European Molecular Biology Laboratory, European Bioinformatics Institute, Wellcome Genome Campus, Hinxton, Cambridge CB10 1SD, UK.
Institute of Molecular Life Sciences, University of Zurich, Zurich, Switzerland; Life Science Zurich Graduate School, ETH Zurich and University of Zurich, Zurich, Switzerland.
Cell Rep. 2019 Oct 1;29(1):202-211.e6. doi: 10.1016/j.celrep.2019.08.077.
Technological advances enable assaying multiplexed spatially resolved RNA and protein expression profiling of individual cells, thereby capturing molecular variations in physiological contexts. While these methods are increasingly accessible, computational approaches for studying the interplay of the spatial structure of tissues and cell-cell heterogeneity are only beginning to emerge. Here, we present spatial variance component analysis (SVCA), a computational framework for the analysis of spatial molecular data. SVCA enables quantifying different dimensions of spatial variation and in particular quantifies the effect of cell-cell interactions on gene expression. In a breast cancer Imaging Mass Cytometry dataset, our model yields interpretable spatial variance signatures, which reveal cell-cell interactions as a major driver of protein expression heterogeneity. Applied to high-dimensional imaging-derived RNA data, SVCA identifies plausible gene families that are linked to cell-cell interactions. SVCA is available as a free software tool that can be widely applied to spatial data from different technologies.
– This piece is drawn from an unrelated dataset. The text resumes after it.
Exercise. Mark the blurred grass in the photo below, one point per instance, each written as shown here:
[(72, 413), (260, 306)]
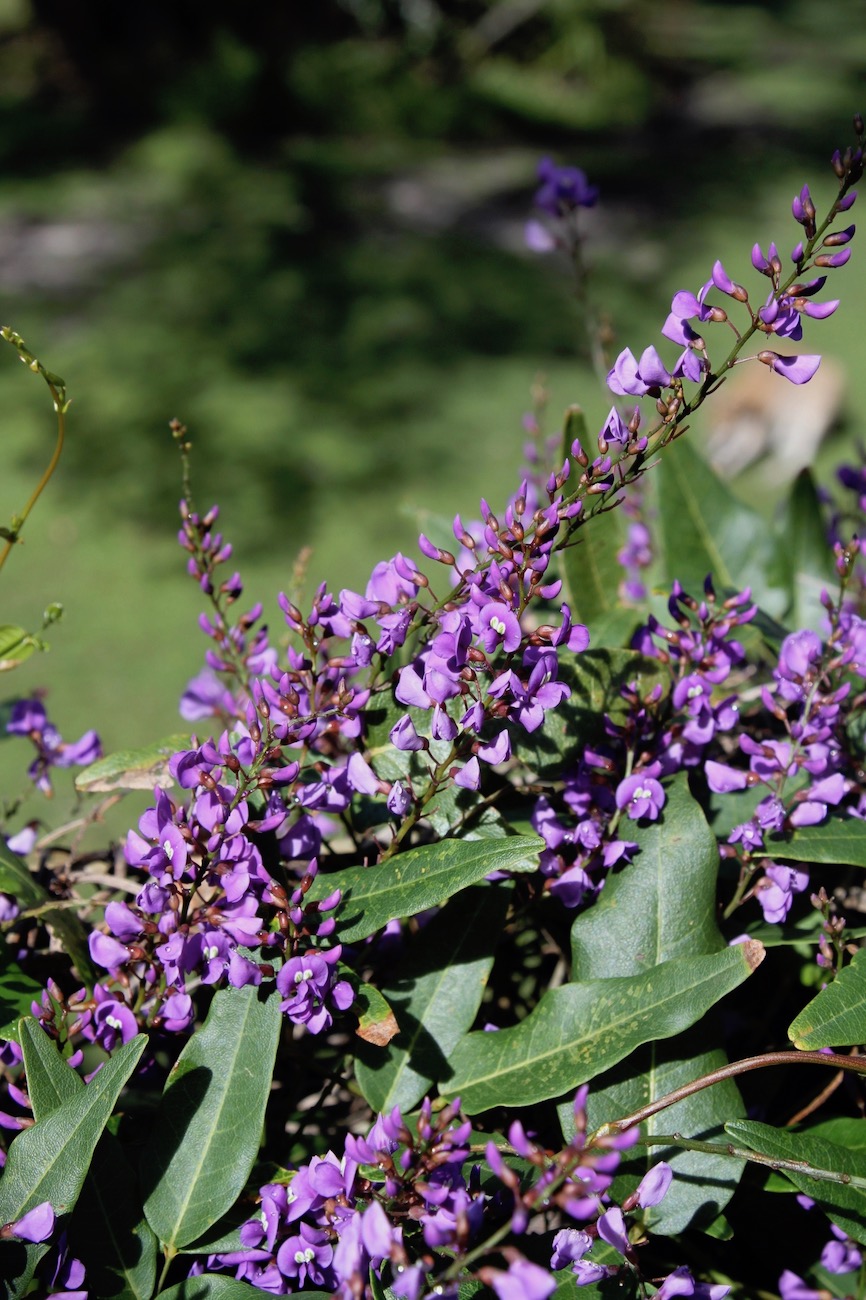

技术进步使得能够对单个细胞的多重空间分辨 RNA 和蛋白质表达谱进行分析,从而捕捉生理环境下的分子变化。虽然这些方法越来越容易获得,但研究组织的空间结构和细胞间异质性相互作用的计算方法才刚刚开始出现。在这里,我们提出了空间方差成分分析(SVCA),这是一种用于分析空间分子数据的计算框架。SVCA 能够量化不同维度的空间变化,特别是量化细胞间相互作用对基因表达的影响。在乳腺癌成像质谱细胞计数数据集上,我们的模型产生了可解释的空间方差特征,这些特征揭示了细胞间相互作用是蛋白质表达异质性的主要驱动因素。将其应用于高维成像衍生的 RNA 数据,SVCA 确定了与细胞间相互作用相关的合理基因家族。SVCA 作为一个免费的软件工具,可以广泛应用于来自不同技术的空间数据。